Resesi Dunia
Resesi di Amerika Serikat Tidak Bisa Dihindari, IMF Sebut Perlambatan Ekonomi akan Berlanjut di 2023
Dana Moneter Internasional (IMF) memperingatkan para pelaku pasar global agar waspada terhadap potensi resesi di 2023.
Editor:
Muhammad Zulfikar
Setelah menaikkan tingkat suku bunga 75 basis poin pada masing-masing dari empat pertemuan sebelumnya, semua 84 ekonom yang disurvei pada 2 hingga 8 Desember memperkirakan The Fed akan sedikit lebih lembut dalam menetapkan kebijakan moneternya, dengan menaikkan suku bunga sebesar setengah poin persentase menjadi 4,25 persen hingga 4,50 persen kali ini.

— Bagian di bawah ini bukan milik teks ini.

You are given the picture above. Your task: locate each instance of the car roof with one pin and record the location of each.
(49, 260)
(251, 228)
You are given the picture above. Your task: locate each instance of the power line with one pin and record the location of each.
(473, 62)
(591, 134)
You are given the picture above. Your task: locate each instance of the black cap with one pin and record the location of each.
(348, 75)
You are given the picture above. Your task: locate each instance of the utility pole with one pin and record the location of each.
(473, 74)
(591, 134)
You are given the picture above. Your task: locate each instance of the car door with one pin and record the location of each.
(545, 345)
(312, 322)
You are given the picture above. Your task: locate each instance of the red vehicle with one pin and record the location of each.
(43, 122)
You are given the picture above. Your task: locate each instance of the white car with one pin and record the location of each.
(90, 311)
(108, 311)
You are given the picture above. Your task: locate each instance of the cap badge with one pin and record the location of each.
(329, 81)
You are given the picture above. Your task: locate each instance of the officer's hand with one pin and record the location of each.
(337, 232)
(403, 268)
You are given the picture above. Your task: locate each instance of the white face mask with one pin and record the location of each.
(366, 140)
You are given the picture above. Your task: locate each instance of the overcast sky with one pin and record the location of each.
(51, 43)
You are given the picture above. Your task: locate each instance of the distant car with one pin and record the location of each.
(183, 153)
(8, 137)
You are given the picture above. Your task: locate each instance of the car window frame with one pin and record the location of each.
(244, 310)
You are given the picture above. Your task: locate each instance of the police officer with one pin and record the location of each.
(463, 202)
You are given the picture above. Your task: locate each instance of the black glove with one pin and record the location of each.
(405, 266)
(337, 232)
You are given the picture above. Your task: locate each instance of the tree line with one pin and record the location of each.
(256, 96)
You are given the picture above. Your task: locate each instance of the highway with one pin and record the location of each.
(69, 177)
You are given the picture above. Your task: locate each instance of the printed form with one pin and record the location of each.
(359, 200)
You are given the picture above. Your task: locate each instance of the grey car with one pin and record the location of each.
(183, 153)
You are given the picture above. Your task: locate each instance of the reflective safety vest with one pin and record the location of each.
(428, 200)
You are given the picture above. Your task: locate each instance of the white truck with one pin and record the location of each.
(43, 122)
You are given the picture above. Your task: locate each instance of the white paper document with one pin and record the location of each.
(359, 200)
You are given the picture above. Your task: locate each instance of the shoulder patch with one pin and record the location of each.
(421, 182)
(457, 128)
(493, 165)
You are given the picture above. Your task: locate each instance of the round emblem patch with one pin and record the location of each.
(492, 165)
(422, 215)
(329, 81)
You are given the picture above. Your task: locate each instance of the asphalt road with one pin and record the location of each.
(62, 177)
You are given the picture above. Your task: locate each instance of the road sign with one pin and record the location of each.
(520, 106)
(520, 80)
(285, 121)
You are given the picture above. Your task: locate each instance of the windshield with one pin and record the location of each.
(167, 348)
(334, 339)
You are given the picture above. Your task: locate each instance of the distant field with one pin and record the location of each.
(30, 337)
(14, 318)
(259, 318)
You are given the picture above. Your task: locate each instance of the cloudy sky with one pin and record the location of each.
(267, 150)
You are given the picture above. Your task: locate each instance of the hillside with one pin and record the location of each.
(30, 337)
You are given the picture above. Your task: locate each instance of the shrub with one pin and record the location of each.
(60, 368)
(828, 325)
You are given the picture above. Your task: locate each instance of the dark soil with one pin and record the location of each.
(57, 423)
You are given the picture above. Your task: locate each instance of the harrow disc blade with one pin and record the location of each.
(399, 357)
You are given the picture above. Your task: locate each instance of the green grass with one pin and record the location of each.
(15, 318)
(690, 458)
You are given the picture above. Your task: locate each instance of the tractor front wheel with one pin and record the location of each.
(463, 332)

"Kecuali jika inflasi surut dengan cepat, ekonomi AS tampaknya masih menuju beberapa masalah, meskipun mungkin sedikit lebih lambat dari yang diperkirakan. Kabar baiknya adalah bahwa penurunan harus diimbangi dengan tabungan ekstra," kata ekonom senior di BMO Capital Markets, Sal Guatieri.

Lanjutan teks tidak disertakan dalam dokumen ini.